Heat streaked through her, lust followed by anger. At herself. What kind of limp idiot could she be to have these feelings for someone who might arrest her father? Even though he couldn’t be guilty. “Why not?”

“Who knows? We have nothing in common. You don’t have any free time. You’re always surrounded by horses. But I can’t get you out of my mind.”

“Does masochism run in your family?” she asked.

“Damn it, Allie, suffering here.”

He made it sound so believable she had to remind herself that his loyalties lay with his job. Guilt over her attraction—her past attraction—to him hardened her heart. “So I’m some kind of evil temptress making your life miserable?”

“No, you’re just the woman who’s gotten under my skin and is making my job a thousand times harder than it should be. So stop taking shots at me and let’s get to work. What’s on your agenda for today?”

“Office hours this morning. After lunch, I have to go look at a horse that got cut up in some barbed wire and has an abscess because its negligent jerk of an owner didn’t call me right away. Then there’s a dog that needs to be neutered.” She smiled at Zeph’s uncontrollable flinch. “You can help with that. You’re a pretty good surgical assistant. Unless, of course, you want to go investigate something.”

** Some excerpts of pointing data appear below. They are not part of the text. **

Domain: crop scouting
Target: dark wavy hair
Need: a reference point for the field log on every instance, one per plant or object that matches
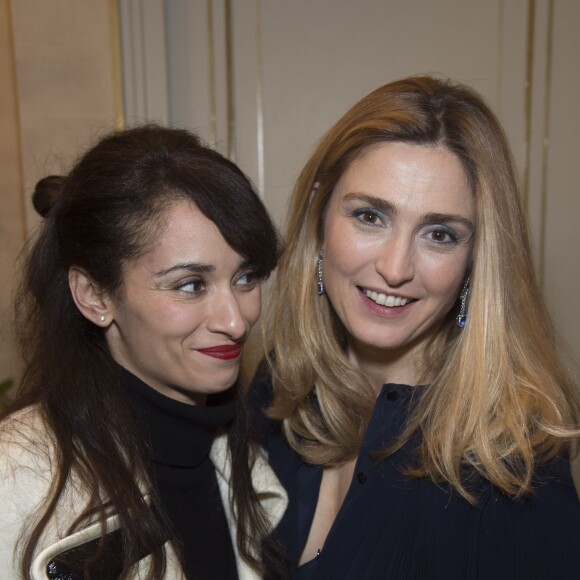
(106, 212)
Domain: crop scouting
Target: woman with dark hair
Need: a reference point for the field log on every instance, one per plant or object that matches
(127, 451)
(421, 417)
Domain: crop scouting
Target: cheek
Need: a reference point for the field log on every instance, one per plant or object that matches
(446, 279)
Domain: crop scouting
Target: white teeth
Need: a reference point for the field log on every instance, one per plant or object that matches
(383, 299)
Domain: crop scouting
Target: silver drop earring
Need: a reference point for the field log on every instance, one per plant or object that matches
(461, 319)
(320, 283)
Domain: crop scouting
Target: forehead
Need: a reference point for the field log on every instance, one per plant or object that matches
(408, 175)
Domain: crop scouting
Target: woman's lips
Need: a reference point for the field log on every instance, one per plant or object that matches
(223, 351)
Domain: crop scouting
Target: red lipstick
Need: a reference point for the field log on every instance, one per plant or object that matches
(223, 351)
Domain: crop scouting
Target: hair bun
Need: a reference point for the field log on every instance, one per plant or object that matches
(46, 193)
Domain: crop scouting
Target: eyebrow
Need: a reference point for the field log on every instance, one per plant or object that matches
(391, 209)
(195, 268)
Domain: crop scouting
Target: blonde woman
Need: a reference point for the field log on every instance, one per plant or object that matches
(417, 410)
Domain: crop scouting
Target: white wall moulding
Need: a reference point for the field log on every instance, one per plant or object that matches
(144, 57)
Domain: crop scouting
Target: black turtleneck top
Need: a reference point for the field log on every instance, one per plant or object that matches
(184, 477)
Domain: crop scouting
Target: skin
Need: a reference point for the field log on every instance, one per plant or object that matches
(399, 223)
(190, 291)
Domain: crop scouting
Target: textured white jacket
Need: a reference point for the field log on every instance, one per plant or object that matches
(26, 470)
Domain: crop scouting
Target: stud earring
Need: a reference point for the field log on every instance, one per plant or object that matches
(461, 319)
(320, 283)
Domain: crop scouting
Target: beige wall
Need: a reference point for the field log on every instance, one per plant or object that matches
(12, 218)
(58, 89)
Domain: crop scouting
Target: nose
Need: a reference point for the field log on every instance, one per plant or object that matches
(226, 316)
(395, 261)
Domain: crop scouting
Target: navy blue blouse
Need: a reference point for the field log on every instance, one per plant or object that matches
(398, 528)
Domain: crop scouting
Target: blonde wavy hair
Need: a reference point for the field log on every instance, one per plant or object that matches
(499, 400)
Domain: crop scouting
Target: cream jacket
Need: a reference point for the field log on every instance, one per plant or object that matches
(26, 472)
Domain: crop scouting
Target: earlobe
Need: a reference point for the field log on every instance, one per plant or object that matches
(90, 299)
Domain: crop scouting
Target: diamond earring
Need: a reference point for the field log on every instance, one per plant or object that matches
(320, 283)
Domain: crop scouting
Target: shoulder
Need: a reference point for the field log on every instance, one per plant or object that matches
(260, 397)
(541, 532)
(26, 453)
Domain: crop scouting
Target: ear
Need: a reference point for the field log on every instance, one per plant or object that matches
(92, 302)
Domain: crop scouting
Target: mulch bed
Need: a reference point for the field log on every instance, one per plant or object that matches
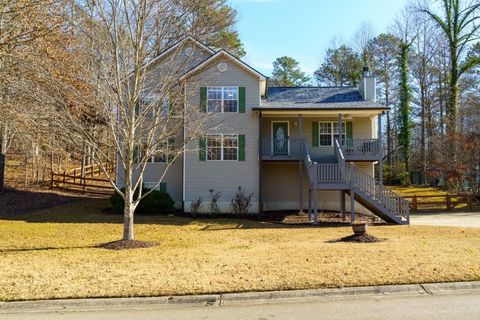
(359, 238)
(126, 244)
(326, 218)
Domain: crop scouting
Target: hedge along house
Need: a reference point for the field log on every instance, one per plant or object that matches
(296, 148)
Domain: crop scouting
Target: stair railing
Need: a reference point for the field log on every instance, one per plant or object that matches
(364, 183)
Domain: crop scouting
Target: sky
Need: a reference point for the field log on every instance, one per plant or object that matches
(303, 29)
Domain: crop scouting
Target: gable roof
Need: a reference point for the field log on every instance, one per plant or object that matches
(317, 98)
(176, 45)
(224, 53)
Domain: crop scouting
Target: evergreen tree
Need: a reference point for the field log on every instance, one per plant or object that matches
(287, 73)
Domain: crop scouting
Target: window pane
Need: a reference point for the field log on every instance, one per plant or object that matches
(230, 93)
(230, 147)
(214, 99)
(335, 127)
(214, 147)
(325, 140)
(325, 127)
(214, 106)
(230, 105)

“Who am I likely to meet if I stay with you? I have nothing against combining business with pleasure.”

“Well, office hours,” she said, ignoring the warm glow his words produced. “That means anybody or nobody. The horse is at Seldon’s, and—” She broke off when Zeph focused on her like a laser. “You’re interested in Seldon?”

“I’ve met him. Heard more about him. I thought he got sent up for murder.”

“He did. This is his brother. Not Lander. Wendover. He took over the horse trading business. And he runs a pitiful operation.” She forced herself to swallow her anger at the shoddy fences and dirty stalls at Seldon’s stables.

“Who does he run with?”

“Some rough characters from Sacramento.”

“Who are his neighbors?”

“Nearest is Santos Rodriguez.”

If Zeph were a dog, he’d have come to a point, tail stiff and nose twitching.

“What? What did I say?” she asked. “Is Wend going to be your chief suspect instead of my dad?”

“I think I’m very much looking forward to our stable call this afternoon,” Zeph said.

The first patient of the day interrupted her, and she never got a chance to ask just what he thought he’d accomplish at Seldon’s. But that curious alertness didn’t leave him all morning. “I have to give you credit, Zeph,” she said as he closed the door behind the last patient of the morning. “You’ve become a great assistant in a remarkably short time.”

He grinned and moved to the sink to wash his hands. “Self-defense. And I still don’t like cats. At least dogs are only dangerous at one end.” He carefully washed the long scratch on his arm. “That Snowball, she’s got a mean set of claws on the hind legs. Come on. I’ll buy you lunch at Betty’s.”

“I should buy you lunch. You’ve worked like you’re getting paid.”

He struck a dramatic romance-cover pose, all bedroom eyes and bulging muscles, and swept her into his arms. It was funny and dramatic at the same time, and made her heart jump. “Just being with you is payment enough,” he said before he kissed her, sending her heart into double time.

She had to work to remember how angry his suspicions made her. She repeated the litany: jerk; traitor; um….um…the litany had completely escaped her and she began to melt.

The door opened. “Allie—” her father said.

Zeph let go of her like a red-hot horse shoe. Only a faint red stain on his cheekbones gave away any internal turmoil he might feel, and she had to give him credit for the way he turned to face her father. “Hello, Wentworth. I was just kissing your daughter.”